Databricks: CSV, secrets management 🤫 and FTP

This week we've been working on processing the access logs from Cloudflare with Databricks (Spark). We now have a job that generates a huge CSV file (+1GB) and sends it on towards by FTP for further processing with an external tool. Creating a DataFrame with the right data was easy. Now, let's explore how to do a CSV export, secrets management and an FTP transfer!

A big shout-out to Can Mentes and Sjoerd Jongmans, our SEO gurus, for participating on this code.

Intro
(1.) But I just want 1 CSV file...
(2.) How to keep the FTP username and password secret?
(3.) FTP
More resilience
Conclusion
Changelog
Comments

1. But I just want 1 CSV file...

The default CSV writer employed by Spark does not do what we want: it creates multiple files! It does so for a good reason: so it can parallelize the output writes. Today we just need a single file! That's why we're using Pandas:

file="/tmp/my.csv"
df.toPandas().to_csv(file, sep=',', header=True, index=False)

This code will produce a single CSV file and write it to the temp directory. It will take a while and you probably need enough memory.

Note, if you want all fields to be quoted, you can use the option quoting=csv.QUOTE_ALL.

2. How to keep the FTP username and password secret?

Now that we have our CSV file, we can send it by FTP. But we need to figure out how to store the username and password securely.

Fortunately Databricks provides an excellent way to manage these types of secrets.

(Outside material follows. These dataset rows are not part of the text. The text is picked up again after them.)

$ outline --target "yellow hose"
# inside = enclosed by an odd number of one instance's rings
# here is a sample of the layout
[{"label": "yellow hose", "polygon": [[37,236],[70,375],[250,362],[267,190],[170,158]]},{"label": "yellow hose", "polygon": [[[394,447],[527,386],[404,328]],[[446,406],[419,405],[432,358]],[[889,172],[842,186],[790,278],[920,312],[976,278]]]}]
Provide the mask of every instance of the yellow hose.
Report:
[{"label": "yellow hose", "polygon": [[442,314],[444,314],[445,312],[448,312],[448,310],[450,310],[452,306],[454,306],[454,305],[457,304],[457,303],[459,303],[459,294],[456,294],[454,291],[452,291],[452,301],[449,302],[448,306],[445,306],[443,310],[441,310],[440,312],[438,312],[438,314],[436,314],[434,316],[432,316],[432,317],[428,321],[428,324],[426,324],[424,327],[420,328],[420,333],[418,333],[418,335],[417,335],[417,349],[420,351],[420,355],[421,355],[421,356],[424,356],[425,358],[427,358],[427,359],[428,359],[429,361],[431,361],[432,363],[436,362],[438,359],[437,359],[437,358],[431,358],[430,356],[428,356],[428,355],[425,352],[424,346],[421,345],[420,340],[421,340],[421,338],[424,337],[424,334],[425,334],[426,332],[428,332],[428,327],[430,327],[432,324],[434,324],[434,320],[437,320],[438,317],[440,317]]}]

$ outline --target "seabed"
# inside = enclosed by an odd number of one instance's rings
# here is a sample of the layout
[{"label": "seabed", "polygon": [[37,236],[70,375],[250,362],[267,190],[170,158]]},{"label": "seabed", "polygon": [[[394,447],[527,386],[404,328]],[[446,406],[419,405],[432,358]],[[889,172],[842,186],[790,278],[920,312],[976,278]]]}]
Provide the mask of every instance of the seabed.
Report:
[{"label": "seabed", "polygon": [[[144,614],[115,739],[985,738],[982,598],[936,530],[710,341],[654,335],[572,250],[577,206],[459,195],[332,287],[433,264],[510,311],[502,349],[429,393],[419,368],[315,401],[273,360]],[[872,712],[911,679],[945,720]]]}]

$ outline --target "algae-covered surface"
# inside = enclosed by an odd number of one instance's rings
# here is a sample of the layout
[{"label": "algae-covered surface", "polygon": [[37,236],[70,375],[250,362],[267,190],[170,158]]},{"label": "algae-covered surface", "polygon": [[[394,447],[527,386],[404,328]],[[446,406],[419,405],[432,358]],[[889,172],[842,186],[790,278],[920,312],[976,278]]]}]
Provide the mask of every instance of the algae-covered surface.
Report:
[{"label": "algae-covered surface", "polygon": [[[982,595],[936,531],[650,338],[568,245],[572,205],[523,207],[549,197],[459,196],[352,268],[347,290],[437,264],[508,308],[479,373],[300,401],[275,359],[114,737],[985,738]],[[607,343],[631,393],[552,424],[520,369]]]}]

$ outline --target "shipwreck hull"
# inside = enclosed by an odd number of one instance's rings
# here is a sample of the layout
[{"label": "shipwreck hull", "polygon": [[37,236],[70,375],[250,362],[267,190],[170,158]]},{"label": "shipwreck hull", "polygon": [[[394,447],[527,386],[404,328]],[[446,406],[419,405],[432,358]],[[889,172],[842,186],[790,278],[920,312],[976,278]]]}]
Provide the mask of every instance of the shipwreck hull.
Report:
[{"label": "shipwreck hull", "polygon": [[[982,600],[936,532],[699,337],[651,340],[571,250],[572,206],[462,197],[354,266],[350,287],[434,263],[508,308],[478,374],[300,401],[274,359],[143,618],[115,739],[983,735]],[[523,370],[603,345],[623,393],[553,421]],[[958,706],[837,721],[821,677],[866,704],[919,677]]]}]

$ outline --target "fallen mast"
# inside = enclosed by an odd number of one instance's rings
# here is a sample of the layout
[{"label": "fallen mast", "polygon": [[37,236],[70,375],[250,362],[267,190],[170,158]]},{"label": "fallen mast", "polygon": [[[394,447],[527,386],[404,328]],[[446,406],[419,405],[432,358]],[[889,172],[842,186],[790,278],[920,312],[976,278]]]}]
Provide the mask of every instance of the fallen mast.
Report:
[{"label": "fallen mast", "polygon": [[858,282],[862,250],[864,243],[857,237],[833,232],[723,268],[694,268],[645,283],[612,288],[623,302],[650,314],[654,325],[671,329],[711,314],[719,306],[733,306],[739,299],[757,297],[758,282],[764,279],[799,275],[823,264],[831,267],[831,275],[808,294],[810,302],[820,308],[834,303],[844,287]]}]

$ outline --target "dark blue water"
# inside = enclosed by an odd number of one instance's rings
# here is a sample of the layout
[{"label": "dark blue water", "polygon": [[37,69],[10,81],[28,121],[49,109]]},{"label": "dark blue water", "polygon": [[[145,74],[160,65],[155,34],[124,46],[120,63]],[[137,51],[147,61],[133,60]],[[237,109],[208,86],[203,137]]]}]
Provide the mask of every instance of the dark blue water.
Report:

First, we'll create a group (of users). Then we'll add the secrets using the Databricks CLI. We need to make sure that the secrets can be managed by the group. Finally, we'll use the secrets in our notebook.

2.1 Group

These secrets should be accessible for every member of the SEO team, so let's create a group for that team:

Click on the gear icon in the bottom left part of the side menu.
Click on Admin Console
Click on the Groups tab
Click on the Create Group button
Enter a Name (in my case SEO)
Click on the Create button
Add all the users to the group.

2.2 Databricks CLI

Installing the Databricks CLI is easy. Make sure you have Python and PIP installed and run the following commands in your favourite terminal to install it:

pip install databricks-cli

Now, let's generate a new access token:

Click on the gear icon in the bottom left part of the side menu.
Click on User Settings.
You should now land in the Access Tokens tab and you can click Generate New Token.
Add a Comment.
In my case I cleared the Lifetime (days) field. Default token life is 90 days.
Click the Generate button.

Let's configure the token by running in the terminal:

databricks configure --token

In this step you'll get prompts for the Databricks Host and for the token. Just paste them to the terminal.

2.3 Creating secrets 🤫

First, we need to configure a secrets scope, in which we'll store the secrets. Let's tie it to the group. Paste the following in your terminal:

databricks secrets create-scope --scope team-seo
databricks secrets put-acl --scope team-seo --principal SEO --permission MANAGE

Next, we can add the secrets:

databricks secrets put --scope team-seo --key MyFtpUsername --string-value 'MyUserName'
databricks secrets put --scope team-seo --key MyFtpPassword --string-value 'P@ssw0rd'

Note: when you omit --string-value and editor will pop up and you can add larger blobs to that editor.

2.4 Reading the secrets 🤫

Now that we've store our secrets, let's read them into variables for later use:

my_ftp_user_name = dbutils.secrets.get("team-seo", "MyFtpUsername")
my_ftp_password = dbutils.secrets.get("team-seo", "MyFtpPassword")

3. FTP

Everything is ready for us to send the file onwards over the FTP. We'll use the ftplib library to handle our FTP connection:

from ftplib import FTP
from pathlib import Path

file_path = Path(file)

with open(file_path, 'rb') as fl:
  with FTP('my.ftp.example', my_ftp_user_name , my_ftp_password) as ftp:

    # navigate to right FTP folder
    ftp.cwd("ktt")

    # write the file:
    ftp.storbinary(f'STOR {file_path.name}', fl)

More resilience

We use our FTP connection in a job that runs on AWS spot instances. This means that our job may terminate or crash. That's why we implemented 2 retries with 4 minutes apart.

Conclusion

Pandas make it easier to write CSV files. Secrets management with Python is quite nice, but you might want to think of a good strategy in naming your groups and scopes. Especially when you organization is expanding, this might become messy quite quickly. I had never worked with FTP in Python before and I really like their simple client.

Changelog

2022-11-04 added the more resilience section.
2021-09-22 the new Databricks interface has the options on a different location.
2021-06-12 initial article.